The Zimbabwe Council of Churches (ZCC) also described the former president as a liberation icon who played an important role in shaping the history of Zimbabwe.
In a statement, ZCC general secretary Rev. Dr Kenneth Mtata said Mr Mugabe’s call for reconciliation in his inauguration speech in 1980 gave hope that Zimbabweans would work together and transcend the racial and ethnic divide.
“In mourning RGM, the nation stands at the ambivalence of the man who together with other liberation heroes oversaw the liberation struggle for the independence of Zimbabwe,” he said.
“He showed determination, tenacity and principle during the Lancaster House negotiations. The early years of his rule were marked by the exponential growth and development of primary and secondary education, which firmly set Zimbabwe’s education system among the best on the continent. He also championed a robust primary health system across the country.

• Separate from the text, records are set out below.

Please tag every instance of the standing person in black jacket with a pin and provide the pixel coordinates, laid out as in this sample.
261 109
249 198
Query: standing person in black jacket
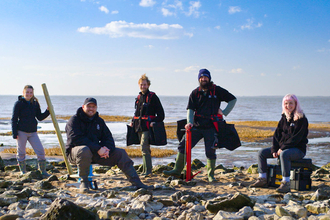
203 105
24 128
89 140
148 110
289 143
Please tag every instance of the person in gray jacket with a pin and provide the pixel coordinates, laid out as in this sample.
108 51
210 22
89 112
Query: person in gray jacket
89 140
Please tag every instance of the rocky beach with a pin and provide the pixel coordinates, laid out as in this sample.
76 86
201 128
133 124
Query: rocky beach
29 196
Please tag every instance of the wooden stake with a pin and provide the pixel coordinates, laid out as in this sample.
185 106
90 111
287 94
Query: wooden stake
188 155
57 129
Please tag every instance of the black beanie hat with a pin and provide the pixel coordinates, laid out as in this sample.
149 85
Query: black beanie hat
204 72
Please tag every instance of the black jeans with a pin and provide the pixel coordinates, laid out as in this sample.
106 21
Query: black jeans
285 157
196 135
83 158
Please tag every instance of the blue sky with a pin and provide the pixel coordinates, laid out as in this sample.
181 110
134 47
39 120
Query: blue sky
251 48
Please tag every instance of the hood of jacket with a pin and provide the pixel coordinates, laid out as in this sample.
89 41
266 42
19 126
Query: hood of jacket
82 115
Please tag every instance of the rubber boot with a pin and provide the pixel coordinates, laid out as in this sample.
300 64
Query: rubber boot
210 170
178 167
42 168
147 165
134 178
22 166
84 184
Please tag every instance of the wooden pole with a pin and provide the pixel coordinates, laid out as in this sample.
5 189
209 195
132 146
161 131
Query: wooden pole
57 129
188 155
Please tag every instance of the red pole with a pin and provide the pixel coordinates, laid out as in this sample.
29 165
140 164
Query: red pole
188 155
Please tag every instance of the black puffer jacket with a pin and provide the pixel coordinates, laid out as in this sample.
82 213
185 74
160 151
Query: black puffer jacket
291 134
24 116
94 133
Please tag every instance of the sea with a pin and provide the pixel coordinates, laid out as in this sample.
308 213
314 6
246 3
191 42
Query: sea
256 108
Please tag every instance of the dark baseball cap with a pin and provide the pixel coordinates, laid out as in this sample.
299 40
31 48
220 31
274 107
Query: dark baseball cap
90 100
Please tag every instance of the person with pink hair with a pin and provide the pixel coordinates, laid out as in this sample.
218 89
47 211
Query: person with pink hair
289 143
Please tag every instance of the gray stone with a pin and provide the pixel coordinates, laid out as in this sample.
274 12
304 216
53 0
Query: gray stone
324 217
319 207
108 214
280 211
33 213
322 193
253 218
286 218
245 212
6 200
166 202
9 217
25 193
296 210
232 204
222 215
188 198
43 184
64 209
32 175
5 183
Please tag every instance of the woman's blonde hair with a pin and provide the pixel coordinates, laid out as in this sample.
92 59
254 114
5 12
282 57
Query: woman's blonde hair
297 112
33 97
144 77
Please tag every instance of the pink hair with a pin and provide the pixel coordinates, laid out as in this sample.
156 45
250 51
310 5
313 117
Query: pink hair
297 112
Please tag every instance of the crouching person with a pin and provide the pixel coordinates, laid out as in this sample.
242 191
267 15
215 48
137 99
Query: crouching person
89 141
289 143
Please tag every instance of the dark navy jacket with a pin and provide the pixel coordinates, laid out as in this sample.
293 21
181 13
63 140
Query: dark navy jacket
94 133
151 108
205 104
290 134
24 116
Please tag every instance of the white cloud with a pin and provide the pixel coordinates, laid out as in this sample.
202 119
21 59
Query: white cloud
189 69
234 9
147 3
104 9
193 9
238 70
171 9
166 12
250 25
117 29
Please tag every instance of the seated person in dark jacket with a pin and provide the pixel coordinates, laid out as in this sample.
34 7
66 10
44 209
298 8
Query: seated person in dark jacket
289 143
89 140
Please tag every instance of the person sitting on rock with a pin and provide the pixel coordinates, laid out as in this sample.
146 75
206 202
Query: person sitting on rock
289 143
89 140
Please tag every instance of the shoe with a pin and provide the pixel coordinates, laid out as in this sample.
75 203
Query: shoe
84 186
261 182
42 168
22 166
284 187
210 170
147 165
178 167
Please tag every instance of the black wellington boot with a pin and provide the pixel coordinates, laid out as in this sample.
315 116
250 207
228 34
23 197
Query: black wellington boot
134 178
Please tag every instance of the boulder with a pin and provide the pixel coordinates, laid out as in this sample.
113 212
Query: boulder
222 215
280 211
64 209
319 207
110 214
233 204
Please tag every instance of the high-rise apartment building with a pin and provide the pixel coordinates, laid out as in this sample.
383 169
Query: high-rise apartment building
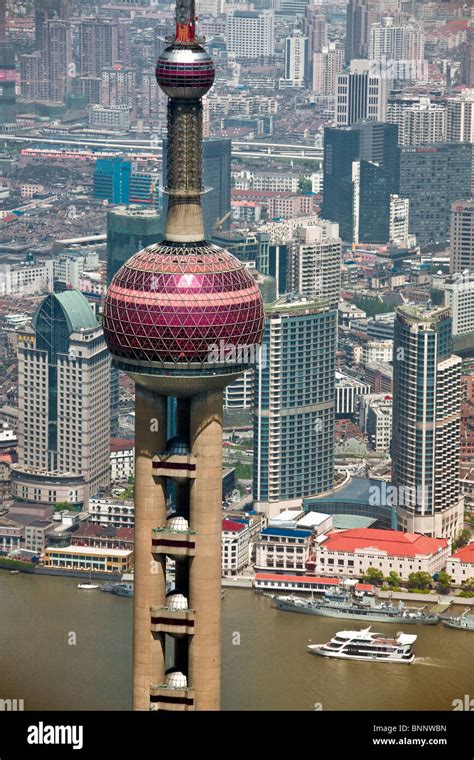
327 65
118 87
345 182
63 409
183 318
432 177
426 423
460 117
462 236
57 58
47 10
97 46
395 42
316 30
419 119
361 94
315 262
361 14
295 59
7 84
294 405
250 34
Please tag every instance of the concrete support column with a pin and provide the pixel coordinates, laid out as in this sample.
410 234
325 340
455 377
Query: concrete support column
205 568
150 574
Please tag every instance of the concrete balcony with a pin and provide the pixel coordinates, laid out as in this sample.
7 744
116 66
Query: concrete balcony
176 622
177 466
174 695
174 540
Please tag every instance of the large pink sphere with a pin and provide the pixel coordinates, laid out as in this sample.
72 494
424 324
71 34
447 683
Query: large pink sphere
176 303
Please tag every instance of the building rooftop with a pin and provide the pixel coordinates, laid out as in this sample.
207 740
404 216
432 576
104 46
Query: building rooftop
93 551
76 309
232 526
466 554
286 532
389 542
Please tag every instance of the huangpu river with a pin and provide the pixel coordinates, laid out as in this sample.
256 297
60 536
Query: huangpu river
66 649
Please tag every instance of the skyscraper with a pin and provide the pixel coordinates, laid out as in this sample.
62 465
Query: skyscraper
97 46
327 65
295 58
462 236
7 84
250 34
361 94
315 262
129 229
181 318
419 119
426 423
294 405
360 15
460 117
347 196
47 10
63 423
432 177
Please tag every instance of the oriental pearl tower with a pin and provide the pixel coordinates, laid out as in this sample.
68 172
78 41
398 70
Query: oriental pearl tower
183 318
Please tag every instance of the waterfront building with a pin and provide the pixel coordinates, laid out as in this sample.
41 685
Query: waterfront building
183 318
294 404
108 537
112 513
63 400
89 559
460 565
353 552
426 422
283 550
235 546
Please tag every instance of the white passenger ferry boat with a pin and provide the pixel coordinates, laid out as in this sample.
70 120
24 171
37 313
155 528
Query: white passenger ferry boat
367 645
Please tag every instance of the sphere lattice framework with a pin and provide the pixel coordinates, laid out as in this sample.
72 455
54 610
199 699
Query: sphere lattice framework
185 72
174 303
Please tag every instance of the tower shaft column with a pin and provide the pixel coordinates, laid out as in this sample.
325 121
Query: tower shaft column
205 566
150 574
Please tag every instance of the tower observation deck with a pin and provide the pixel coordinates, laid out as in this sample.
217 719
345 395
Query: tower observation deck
183 318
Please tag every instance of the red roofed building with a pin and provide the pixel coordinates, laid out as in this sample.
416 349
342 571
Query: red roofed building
235 546
460 565
352 552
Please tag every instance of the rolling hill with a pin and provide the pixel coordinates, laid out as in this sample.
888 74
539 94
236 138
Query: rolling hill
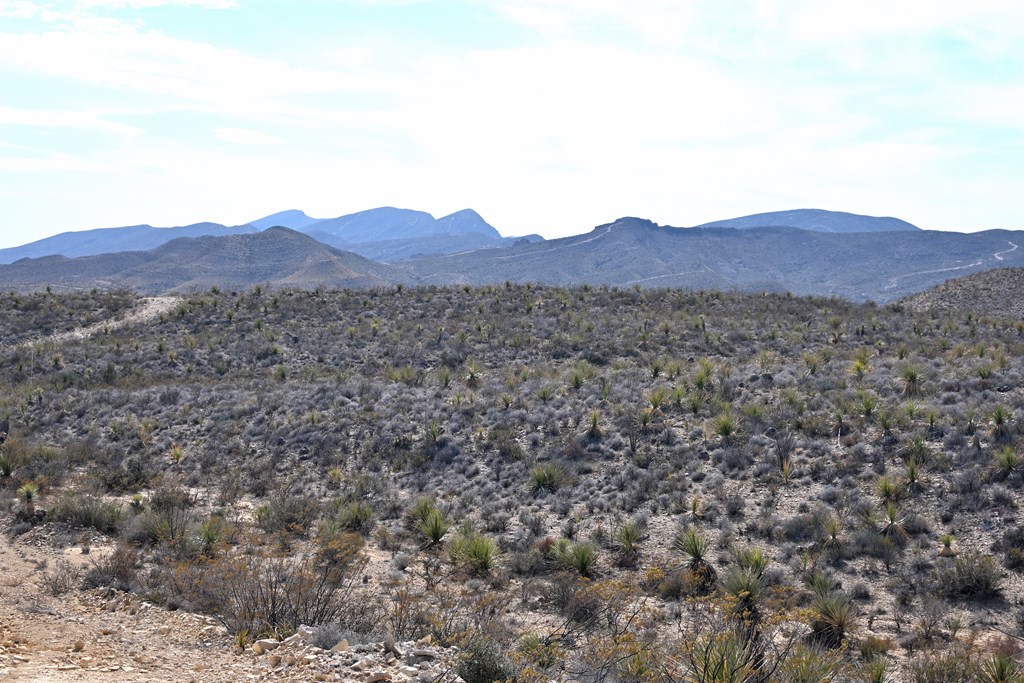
276 256
818 220
880 266
997 293
109 240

“He boldly addressed the outstanding land question through the contentious land reform programme, whose intention was to give land back to the landless black majority. These milestones must be celebrated.”
Union for the Development of Apostolic Churches in Zimbabwe Africa (UDACIZA), an umbrella body for Apostolic and Zionist churches also sent its condolences.
“We have lost an icon, a hero and Zimbabwe’s founding father who played a critical role in the liberation of the country,” said Rev. Edson Tsvakayi.
Meanwhile, a delegation led by Vice President Kembo Mohadi left Harare for Singapore yesterday for the repatriation of the remains of the former president. The delegation comprised members of the Mugabe and Marufu (the former President’s in-laws) families, Zanu-PF secretary for Women’s League Mabel Chinomona and Politburo members Edna Madzongwe and Sydney Sekeramayi.
Information, Publicity and Broadcasting Services Minister Monica Mutsvangwa confirmed the delegation’s departure.
“Government has today dispatched a delegation headed by Vice President Cde Kembo Mohadi to Singapore and they are expected to accompany the body of Cde Mugabe back home.
The body is expected in Zimbabwe at the Robert Gabriel Mugabe International Airport any time on Wednesday, 11th of September 2019. On Thursday, which is the 12th and Friday the 13th September, the body will be taken to Rufaro Stadium to allow members of the public from all the provinces to pay their last respects to the illustrious liberation war hero,” she said.
On Saturday the 14th of September, the body would be at the National Sports Stadium for the State Funeral Service where Zimbabweans and other foreign dignitaries and members of the diplomatic corps will have an opportunity to pay their last respects to the departed hero.
The minister said Mr Mugabe will be buried on Sunday.
Born in 1924 in what was then Rhodesia, Mugabe went on to co-found a resistance movement against British colonial rule and was jailed for 10 years between 1964 and 1974.
He ruled Zimbabwe for nearly four decades before he was forced out in a military coup in November 2017.